Monika Staab was recently appointed the new coach of the Saudi women’s national football team, the Saudi Arabian Football Federation announced on Wednesday.
Staab will be tasked with coaching the newly established women’s national team just under a year after the establishment of the Saudi Women’s Football League, which is expected to start its second season in November.
A pioneer in the development of women’s football, the 62-year-old German sports icon had a playing career that saw her represent Kickers Offenbach (1970-1977) and NSG Oberst Schiel in Germany.
Staab also laced her boots for Queens Park Rangers, Paris Saint Germain and Southampton, among others in the late 1970s and early 1980s.

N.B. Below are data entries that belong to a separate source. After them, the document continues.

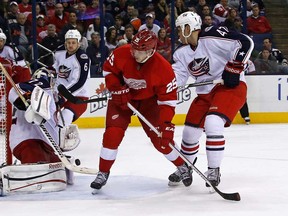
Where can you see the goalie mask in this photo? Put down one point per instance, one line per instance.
(47, 74)
(143, 45)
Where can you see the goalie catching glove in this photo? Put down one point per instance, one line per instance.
(39, 108)
(231, 73)
(69, 137)
(121, 96)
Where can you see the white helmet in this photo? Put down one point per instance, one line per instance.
(3, 36)
(73, 33)
(189, 18)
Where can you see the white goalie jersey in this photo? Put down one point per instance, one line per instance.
(21, 130)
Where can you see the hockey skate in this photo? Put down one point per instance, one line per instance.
(100, 180)
(183, 173)
(213, 175)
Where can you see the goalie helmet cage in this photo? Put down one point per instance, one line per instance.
(5, 117)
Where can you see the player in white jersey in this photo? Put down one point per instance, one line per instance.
(41, 169)
(210, 54)
(27, 142)
(20, 71)
(72, 66)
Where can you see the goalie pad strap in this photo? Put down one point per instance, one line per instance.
(33, 178)
(40, 102)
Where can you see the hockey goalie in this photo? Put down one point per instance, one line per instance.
(41, 169)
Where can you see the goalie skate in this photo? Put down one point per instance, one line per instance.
(183, 173)
(213, 175)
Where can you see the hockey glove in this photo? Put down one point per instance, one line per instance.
(231, 73)
(167, 131)
(32, 117)
(18, 103)
(121, 96)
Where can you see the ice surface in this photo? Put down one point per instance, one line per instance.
(255, 165)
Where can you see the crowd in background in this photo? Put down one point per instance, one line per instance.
(124, 18)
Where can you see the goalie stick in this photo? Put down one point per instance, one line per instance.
(220, 81)
(227, 196)
(67, 94)
(46, 133)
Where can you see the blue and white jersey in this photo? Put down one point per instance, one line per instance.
(73, 71)
(216, 46)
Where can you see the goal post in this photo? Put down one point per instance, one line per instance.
(5, 117)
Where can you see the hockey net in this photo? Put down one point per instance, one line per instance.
(5, 117)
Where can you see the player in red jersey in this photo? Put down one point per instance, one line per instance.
(135, 73)
(210, 54)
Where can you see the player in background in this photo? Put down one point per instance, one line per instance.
(137, 74)
(210, 54)
(20, 70)
(72, 66)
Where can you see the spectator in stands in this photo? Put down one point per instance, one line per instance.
(51, 42)
(128, 35)
(119, 7)
(111, 39)
(12, 13)
(50, 7)
(127, 14)
(67, 6)
(25, 7)
(266, 64)
(267, 43)
(164, 44)
(256, 23)
(95, 27)
(207, 21)
(95, 53)
(161, 10)
(220, 11)
(41, 28)
(120, 29)
(199, 7)
(82, 17)
(72, 24)
(167, 20)
(59, 18)
(281, 60)
(38, 12)
(180, 7)
(93, 9)
(135, 21)
(83, 41)
(244, 111)
(21, 35)
(150, 24)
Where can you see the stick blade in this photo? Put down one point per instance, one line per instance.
(65, 92)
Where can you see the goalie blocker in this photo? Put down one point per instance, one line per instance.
(32, 178)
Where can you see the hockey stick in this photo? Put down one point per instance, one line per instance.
(67, 94)
(227, 196)
(46, 133)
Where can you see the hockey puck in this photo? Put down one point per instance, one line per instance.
(77, 162)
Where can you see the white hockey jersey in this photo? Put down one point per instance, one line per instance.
(216, 46)
(72, 71)
(22, 130)
(13, 54)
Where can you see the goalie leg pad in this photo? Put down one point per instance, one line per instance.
(32, 178)
(40, 102)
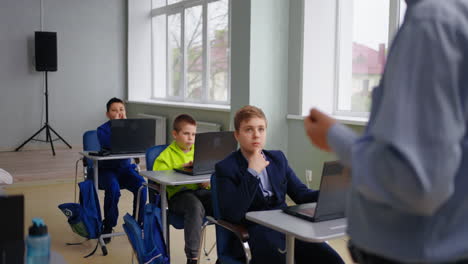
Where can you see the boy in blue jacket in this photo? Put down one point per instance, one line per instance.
(254, 179)
(116, 174)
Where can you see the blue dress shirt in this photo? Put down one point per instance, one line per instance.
(409, 198)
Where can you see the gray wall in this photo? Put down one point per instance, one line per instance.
(302, 155)
(91, 67)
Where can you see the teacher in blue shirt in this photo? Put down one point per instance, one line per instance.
(409, 198)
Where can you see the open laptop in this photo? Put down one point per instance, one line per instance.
(210, 147)
(12, 233)
(132, 135)
(331, 202)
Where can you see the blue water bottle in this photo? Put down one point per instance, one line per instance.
(38, 243)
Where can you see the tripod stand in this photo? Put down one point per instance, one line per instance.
(46, 126)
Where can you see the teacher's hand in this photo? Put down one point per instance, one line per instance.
(316, 126)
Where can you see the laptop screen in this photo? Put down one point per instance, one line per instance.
(132, 135)
(334, 186)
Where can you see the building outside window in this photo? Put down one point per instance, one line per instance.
(190, 51)
(364, 29)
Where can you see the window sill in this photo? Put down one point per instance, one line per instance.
(209, 107)
(348, 120)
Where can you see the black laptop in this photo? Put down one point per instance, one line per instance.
(210, 147)
(132, 135)
(331, 203)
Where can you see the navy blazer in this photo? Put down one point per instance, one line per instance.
(238, 192)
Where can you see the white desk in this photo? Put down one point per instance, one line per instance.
(96, 160)
(294, 227)
(171, 177)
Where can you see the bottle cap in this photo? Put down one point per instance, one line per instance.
(38, 227)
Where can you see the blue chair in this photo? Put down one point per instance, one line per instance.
(227, 233)
(90, 143)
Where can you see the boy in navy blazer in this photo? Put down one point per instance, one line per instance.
(254, 179)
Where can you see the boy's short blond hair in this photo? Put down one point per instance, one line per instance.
(246, 113)
(180, 120)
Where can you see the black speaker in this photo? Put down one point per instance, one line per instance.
(46, 50)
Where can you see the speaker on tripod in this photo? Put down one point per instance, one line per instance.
(45, 44)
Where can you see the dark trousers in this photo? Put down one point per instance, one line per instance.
(193, 205)
(363, 257)
(112, 181)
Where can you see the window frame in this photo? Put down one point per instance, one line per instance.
(180, 8)
(393, 26)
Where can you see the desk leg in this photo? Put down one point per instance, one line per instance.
(96, 169)
(289, 249)
(164, 213)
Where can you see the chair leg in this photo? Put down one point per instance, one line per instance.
(202, 241)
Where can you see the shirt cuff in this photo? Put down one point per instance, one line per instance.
(253, 172)
(340, 138)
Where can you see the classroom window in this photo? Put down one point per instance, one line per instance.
(190, 51)
(363, 30)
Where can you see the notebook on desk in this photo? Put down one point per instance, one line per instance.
(331, 202)
(132, 135)
(210, 148)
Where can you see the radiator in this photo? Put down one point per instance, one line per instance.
(207, 127)
(160, 135)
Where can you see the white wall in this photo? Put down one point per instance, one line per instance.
(91, 37)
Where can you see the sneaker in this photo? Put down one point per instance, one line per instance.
(107, 230)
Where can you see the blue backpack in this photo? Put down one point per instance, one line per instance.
(148, 244)
(84, 218)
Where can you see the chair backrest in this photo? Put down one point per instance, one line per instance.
(90, 143)
(224, 239)
(152, 154)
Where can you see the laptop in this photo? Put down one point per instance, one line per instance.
(132, 135)
(210, 147)
(12, 233)
(331, 203)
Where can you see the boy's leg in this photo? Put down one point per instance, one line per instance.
(305, 252)
(187, 204)
(108, 181)
(131, 180)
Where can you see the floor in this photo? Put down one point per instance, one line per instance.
(47, 181)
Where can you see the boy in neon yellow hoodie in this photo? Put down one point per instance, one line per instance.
(193, 201)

After her retirement in 1992, she coached SG Praunheim, her last playing club, for six years, before moving to Bundesliga club FFC Frankfurt, where she won the 2002 UEFA Women’s Cup (now the UEFA Women’s Champions League), four league titles and five German Cups.

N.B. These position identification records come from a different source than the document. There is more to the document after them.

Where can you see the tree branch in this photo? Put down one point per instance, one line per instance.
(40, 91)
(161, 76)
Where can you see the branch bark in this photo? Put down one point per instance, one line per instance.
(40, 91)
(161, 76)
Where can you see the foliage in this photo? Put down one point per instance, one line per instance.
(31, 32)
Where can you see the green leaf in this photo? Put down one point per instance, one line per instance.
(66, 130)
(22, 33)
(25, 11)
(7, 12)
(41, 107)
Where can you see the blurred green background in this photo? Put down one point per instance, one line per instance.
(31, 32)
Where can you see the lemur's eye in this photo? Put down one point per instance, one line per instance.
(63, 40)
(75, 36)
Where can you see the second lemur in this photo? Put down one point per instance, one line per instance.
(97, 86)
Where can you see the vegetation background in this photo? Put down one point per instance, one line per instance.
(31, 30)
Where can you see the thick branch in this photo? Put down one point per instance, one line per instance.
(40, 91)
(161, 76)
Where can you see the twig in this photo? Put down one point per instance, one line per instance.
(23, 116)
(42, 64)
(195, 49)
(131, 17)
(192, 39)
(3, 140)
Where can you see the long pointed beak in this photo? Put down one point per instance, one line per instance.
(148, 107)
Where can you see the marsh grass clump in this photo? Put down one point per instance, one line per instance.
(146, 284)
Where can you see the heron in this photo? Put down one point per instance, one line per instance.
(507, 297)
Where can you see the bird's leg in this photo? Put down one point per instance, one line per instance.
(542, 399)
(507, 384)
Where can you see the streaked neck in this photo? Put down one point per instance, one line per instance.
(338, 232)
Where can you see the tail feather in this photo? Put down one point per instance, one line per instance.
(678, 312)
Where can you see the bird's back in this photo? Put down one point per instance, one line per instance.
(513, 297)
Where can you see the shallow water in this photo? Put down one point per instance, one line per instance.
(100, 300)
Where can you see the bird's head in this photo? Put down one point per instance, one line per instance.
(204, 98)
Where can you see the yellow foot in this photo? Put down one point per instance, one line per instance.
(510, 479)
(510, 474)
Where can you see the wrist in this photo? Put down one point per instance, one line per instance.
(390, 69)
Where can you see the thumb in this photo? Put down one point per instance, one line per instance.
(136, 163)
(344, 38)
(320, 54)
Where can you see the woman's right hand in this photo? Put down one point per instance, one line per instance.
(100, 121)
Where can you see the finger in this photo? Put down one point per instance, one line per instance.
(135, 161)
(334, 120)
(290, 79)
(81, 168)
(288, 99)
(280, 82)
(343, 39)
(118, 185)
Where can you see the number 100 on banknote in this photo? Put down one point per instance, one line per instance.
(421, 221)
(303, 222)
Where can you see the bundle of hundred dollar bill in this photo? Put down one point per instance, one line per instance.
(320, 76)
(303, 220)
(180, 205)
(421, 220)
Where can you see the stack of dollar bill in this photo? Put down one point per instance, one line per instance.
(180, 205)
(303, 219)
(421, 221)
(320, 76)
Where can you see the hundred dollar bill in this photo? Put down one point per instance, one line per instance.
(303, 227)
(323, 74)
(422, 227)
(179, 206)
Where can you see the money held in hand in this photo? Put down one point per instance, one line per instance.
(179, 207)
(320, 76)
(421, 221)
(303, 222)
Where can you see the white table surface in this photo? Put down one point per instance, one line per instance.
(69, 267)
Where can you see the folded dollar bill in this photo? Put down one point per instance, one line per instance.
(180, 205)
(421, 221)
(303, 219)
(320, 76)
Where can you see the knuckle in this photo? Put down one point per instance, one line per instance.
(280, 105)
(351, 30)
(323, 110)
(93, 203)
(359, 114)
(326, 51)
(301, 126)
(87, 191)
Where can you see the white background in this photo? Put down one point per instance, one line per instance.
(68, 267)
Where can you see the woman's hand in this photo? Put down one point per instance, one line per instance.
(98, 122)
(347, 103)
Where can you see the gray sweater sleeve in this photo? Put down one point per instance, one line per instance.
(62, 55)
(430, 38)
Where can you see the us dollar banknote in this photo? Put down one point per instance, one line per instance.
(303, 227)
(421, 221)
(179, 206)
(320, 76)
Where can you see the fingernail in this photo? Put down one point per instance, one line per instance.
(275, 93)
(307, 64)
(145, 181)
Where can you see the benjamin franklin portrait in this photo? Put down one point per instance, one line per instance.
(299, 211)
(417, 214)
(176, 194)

She was appointed coach of Bahrain’s women’s national team in 2007, and in 2013-14, of the Qatari national team.
She has been living in Gambia since late autumn 2018, where she has been running the German Gambian Football Project, which aims to improve the structure of women’s football in the African country.

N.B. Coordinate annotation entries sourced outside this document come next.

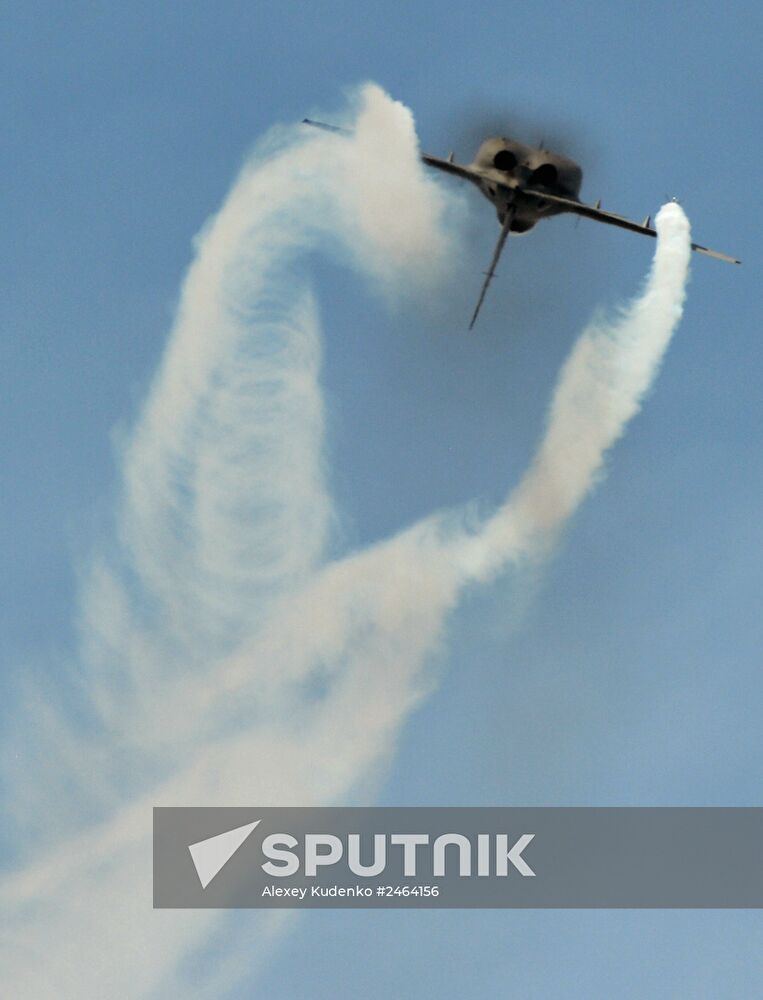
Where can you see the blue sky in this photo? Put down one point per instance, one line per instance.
(631, 675)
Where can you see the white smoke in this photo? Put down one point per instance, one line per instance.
(204, 640)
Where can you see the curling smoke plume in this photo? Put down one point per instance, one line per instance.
(204, 628)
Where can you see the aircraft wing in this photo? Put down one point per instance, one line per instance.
(431, 161)
(595, 213)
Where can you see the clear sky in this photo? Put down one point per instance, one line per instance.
(631, 675)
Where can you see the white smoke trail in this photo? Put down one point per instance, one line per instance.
(226, 614)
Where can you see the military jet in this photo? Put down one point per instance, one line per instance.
(526, 185)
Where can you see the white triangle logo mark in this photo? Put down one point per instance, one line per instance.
(212, 854)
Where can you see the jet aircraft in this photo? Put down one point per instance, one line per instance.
(526, 185)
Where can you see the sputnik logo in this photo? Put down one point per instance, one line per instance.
(211, 855)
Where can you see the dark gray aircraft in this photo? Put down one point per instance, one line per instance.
(527, 185)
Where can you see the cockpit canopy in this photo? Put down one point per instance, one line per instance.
(535, 168)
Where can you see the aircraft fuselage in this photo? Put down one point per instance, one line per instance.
(506, 167)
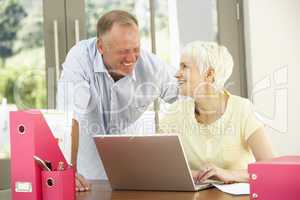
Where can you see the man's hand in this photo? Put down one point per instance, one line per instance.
(210, 171)
(81, 184)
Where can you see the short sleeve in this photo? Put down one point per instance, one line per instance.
(171, 120)
(251, 123)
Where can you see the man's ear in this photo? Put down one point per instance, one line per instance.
(100, 45)
(210, 75)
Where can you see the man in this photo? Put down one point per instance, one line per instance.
(113, 82)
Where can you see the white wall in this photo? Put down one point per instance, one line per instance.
(272, 32)
(196, 20)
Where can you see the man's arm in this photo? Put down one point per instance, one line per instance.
(74, 143)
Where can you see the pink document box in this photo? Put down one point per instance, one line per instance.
(30, 135)
(276, 179)
(59, 185)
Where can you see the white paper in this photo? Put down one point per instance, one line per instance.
(234, 189)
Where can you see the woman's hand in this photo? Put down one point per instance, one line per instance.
(210, 171)
(81, 184)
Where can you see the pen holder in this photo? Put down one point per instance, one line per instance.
(58, 185)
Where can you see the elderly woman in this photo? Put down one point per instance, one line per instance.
(219, 132)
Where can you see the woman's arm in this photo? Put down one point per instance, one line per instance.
(261, 148)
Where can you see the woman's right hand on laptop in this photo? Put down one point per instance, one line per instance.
(81, 183)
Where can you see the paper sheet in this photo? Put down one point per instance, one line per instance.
(235, 188)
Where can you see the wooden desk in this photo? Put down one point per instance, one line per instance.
(102, 191)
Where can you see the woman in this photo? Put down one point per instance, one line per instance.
(218, 130)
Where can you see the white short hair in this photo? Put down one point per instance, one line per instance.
(210, 54)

The initiative was created by the German Foreign Office and the German Olympic Sports Confederation.
The veteran coach has been to around 80 countries so far. In contrast to the average globetrotter, however, she has a very clear idea about her ultimate objective: To help women’s and girls’ football develop across the world.
“I have won trophies in the past, but development is something very important to me. Helping girls develop, in terms of their personality as well, is unbelievably important for me. I have realized that I prefer doing that to focusing on going to a World Cup,” she told FIFA.com.